Analytic extensions of Starobinsky model of inflation

TL;DR

This paper explores various extensions of the Starobinsky inflation model by adding higher-order curvature terms and deforming the potential, ensuring compatibility with observational data and analyzing their effects on inflationary parameters.

Contribution

It introduces new extended models of the Starobinsky inflation with explicit field and parameter dependence, and derives observational constraints on these deformations.

Findings

Adding an $R^{3/2}$ term increases the tensor-to-scalar ratio.

Deformations of the scalar potential are constrained by observational bounds.

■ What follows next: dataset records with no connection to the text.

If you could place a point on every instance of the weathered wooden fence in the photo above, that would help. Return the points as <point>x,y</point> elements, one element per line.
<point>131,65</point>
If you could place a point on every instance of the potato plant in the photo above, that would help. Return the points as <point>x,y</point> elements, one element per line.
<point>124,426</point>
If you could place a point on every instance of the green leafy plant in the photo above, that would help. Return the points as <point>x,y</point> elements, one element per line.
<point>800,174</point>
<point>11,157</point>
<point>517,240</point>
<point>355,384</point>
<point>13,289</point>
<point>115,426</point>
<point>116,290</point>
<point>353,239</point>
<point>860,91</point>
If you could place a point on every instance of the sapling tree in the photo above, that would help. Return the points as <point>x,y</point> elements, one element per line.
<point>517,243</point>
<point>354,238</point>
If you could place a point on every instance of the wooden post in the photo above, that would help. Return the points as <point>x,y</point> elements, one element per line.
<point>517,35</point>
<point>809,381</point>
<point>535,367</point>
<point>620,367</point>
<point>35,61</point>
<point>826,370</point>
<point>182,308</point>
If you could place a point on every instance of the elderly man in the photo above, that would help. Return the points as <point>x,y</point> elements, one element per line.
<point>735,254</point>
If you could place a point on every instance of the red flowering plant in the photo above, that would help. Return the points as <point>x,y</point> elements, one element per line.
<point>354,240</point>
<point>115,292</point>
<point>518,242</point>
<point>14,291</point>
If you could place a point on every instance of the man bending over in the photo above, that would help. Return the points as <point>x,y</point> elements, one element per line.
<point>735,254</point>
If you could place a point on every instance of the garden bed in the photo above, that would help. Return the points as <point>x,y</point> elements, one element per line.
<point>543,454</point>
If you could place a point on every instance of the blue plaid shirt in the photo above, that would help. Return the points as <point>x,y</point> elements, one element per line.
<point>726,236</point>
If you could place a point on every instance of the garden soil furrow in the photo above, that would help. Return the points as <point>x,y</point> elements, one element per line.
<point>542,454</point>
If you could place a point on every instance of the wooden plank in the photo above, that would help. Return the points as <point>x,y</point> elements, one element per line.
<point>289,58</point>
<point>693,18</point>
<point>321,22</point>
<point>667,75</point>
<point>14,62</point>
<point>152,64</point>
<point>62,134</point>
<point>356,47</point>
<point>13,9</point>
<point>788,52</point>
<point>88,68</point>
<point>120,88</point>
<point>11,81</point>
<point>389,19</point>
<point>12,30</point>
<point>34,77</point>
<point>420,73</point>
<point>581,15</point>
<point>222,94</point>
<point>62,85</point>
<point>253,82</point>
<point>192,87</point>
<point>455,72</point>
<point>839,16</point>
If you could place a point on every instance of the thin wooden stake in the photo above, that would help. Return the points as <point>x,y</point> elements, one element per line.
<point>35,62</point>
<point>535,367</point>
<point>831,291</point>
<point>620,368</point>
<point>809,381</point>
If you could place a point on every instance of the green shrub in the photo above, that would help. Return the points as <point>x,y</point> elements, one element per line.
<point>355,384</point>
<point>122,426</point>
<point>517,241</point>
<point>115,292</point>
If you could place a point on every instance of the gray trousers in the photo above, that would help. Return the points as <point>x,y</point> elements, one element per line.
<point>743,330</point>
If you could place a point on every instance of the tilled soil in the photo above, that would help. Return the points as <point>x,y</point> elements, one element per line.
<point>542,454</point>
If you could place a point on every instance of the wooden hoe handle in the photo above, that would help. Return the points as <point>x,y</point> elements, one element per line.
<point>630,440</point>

Models remain consistent with observational constraints across parameter ranges.

Abstract

We study several extensions of the Starobinsky model of inflation, which obey all observational constraints on the inflationary parameters, by demanding that both the inflaton scalar potential in the Einstein frame and the $F(R)$ gravity function in the Jordan frame have the explicit dependence upon fields {\it and} parameters in terms of elementary functions. Our models are continuously connected to the original Starobinsky model via changing the parameters. We modify the Starobinsky $(R+R^2)$ model by adding an $R^3$-term, an $R^4$-term, and an $R^{3/2}$-term, respectively, and calculate the scalar potentials, the inflationary observables and the allowed limits on the deformation parameters by using the latest observational bounds. We find that the tensor-to-scalar ratio in the Starobinsky model modified by the $R^{3/2}$-term significantly increases with raising the parameter in front of that term. On the other side, we deform the scalar potential of the Starobinsky model in the Einstein frame in powers of $y=\exp\left(-\sqrt{\frac{2}{3}}\phi/M_{Pl}\right)$, where $\phi$ is the canonical inflaton (scalaron) field, calculate the corresponding $F(R)$ gravity functions in the two new cases, and find the restrictions on the deformation parameters in the lowest orders with respect to the variable $y$ that is physically small during slow-roll inflation.